При первой же возможности Чижов свозил юношу в Москву.
Иосифу потом казалось, что не было той поездки наяву, что приснился долгий сон — из тех, что запоминаются на всю жизнь.
…Сказочный терем — весь из красного кирпича да белого камня, истинно московский. Три входа — посередке широкий, по бокам узкие. Будто коренник и пристяжные. Войдешь в любой из трех — и одни картины сменяются другими, а всего их, волшебных, не счесть…
Бровастенькая кружевница прервала работу — замерли умелые пальцы — и глядит на Иосифа, едва приметно усмехаясь…

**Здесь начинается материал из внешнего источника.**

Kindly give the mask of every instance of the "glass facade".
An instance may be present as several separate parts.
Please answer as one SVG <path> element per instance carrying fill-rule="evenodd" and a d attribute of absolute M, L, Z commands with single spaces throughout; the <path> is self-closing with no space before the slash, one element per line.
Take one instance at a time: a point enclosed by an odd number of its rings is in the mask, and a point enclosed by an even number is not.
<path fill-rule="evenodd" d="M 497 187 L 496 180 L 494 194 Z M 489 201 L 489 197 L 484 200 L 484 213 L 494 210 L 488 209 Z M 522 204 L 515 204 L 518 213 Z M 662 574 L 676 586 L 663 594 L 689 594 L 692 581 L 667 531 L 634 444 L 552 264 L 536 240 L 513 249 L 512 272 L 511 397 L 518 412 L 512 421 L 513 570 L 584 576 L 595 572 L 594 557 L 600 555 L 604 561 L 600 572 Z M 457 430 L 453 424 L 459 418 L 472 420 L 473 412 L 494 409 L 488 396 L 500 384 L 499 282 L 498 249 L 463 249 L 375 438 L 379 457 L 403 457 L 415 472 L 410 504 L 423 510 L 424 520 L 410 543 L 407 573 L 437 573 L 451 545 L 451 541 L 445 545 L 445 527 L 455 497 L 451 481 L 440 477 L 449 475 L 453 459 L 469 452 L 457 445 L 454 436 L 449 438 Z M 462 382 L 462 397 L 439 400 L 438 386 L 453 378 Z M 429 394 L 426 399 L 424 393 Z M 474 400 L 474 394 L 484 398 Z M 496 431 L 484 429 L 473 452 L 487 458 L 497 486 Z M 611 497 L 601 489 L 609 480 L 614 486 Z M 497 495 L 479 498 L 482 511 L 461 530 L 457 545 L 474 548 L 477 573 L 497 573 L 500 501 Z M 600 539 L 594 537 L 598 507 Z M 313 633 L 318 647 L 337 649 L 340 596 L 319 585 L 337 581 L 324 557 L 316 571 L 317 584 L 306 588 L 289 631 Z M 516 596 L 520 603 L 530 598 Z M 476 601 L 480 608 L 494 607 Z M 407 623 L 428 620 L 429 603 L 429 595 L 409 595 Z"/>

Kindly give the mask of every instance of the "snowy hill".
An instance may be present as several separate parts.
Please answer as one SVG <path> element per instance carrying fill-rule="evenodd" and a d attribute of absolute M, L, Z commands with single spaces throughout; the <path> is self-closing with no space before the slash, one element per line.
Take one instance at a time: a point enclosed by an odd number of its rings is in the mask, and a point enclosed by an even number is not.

А Пушкин смотрит мимо, вдаль куда-то, свое что-то видит, ему одному доступное. Курчавый и чуть скуластый. Правнук эфиопа и величайший из русских. Никогда прежде не думалось, что у него такие светлые, голубоватые глаза…
Непринужденно гарцует на лоснящемся вороном скакуне всадница, и маленькая девчурка с темными локонами и в белых панталончиках выбежала из дома полюбоваться…
Но вот — другие кони, без лоска. Другая женщина, другие краски. Крестьянка, высокая и сильная, ведет двух лошадок, волокущих за собою борону, да поглядывает на своего играющего неподалеку младенца…
А здесь поляна свежая, белеют стволы берез, и все это щедро залито солнцем. Сумеет ли когда-нибудь Иосиф вот так же поймать и удержать навсегда солнечный свет?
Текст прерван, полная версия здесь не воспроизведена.